Let $f\colon \mathbb R^2 \to \mathbb R^2$ differentiable. Given $Df(0,0)= \begin{bmatrix} 0 & 3 \\ 3 & 0 \end{bmatrix}$, show that $\lim\limits_{(x,y)\to (0,0)} \frac{||f(x,y)-f(0,0)||}{||(x,y)||}=3$. The hint that I was given is that $Df(0,0)$ is a scalar multiple of the orthogonal matrix $\begin{bmatrix} 0 & 1 \\ 1 & 0 \end{bmatrix}$. This is a problem from an old PhD qualifying exam for my school and not a homework problem.

Answer 1

$f(x,y)=f(0,0)+Df_{(0,0)}(x,y)+O((x,y))$, this implies that:

$lim_{(x,y)\rightarrow (0,0)}{{\|f(x,y)-f(0,0)\|}\over{\|(x,y)\|}}$

$=lim_{(x,y)\rightarrow (0,0)}{{\|Df_{(0,0)}(x,y)+)(x,y)\|}\over{\|(x,y)\|}}$

$=lim_{(x,y)\rightarrow(0,0)}{{\|(3y,3x)+O(x,y)\|}\over{\|(x,y)\|}}$.

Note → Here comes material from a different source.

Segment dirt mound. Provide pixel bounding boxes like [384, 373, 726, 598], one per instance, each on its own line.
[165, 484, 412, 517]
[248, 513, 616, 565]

$lim_{(x,y)(\rightarrow(0,0)}{{\|(3y,3x)\|}\over{\|(x,y)\|}}-{\|O(x,y)\over\|(x,y)\|}) \leq lim_{(x,y)\rightarrow(0,0)}{{\|(3y,3x)+O(x,y)\|}\over{\|(x,y)\|}} \leq =lim_{(x,y)(\rightarrow(0,0)}{{\|(3y,3x)\|}\over{\|(x,y)\|}}+{\|O(x,y)\|\over\|(x,y)\|})=3$

since ${{\|(3y,3x)\|}\over{\|(x,y)\|}}=3$ and $lim_{(x,y)\rightarrow(0,0}{\|O(x,y)\|\over\|(x,y)\|}=0$.

Answer 2

This is basically the accepted answer. I just want to write it in a different way. I'm not interested in points. I'll use $|\,\,|$ in place of $\|\,\,\|.$

We have

$$f(x,y) - f(0,0) = Df_{(0,0)}(x,y) + r(x,y) = (3y,3x) + r(x,y),$$

where $r(x,y)/|(x,y)| \to 0.$ Thus

$$|(3y,3x)|-|r(x,y)| \le |f(x,y) - f(0,0)| \le |(3y,3x)|+|r(x,y)|.$$

Now $|(3y,3x)|= 3|(x,y)|.$ If we now divide through by $|(x,y)|,$ the squeeze principle gives us the desired limit.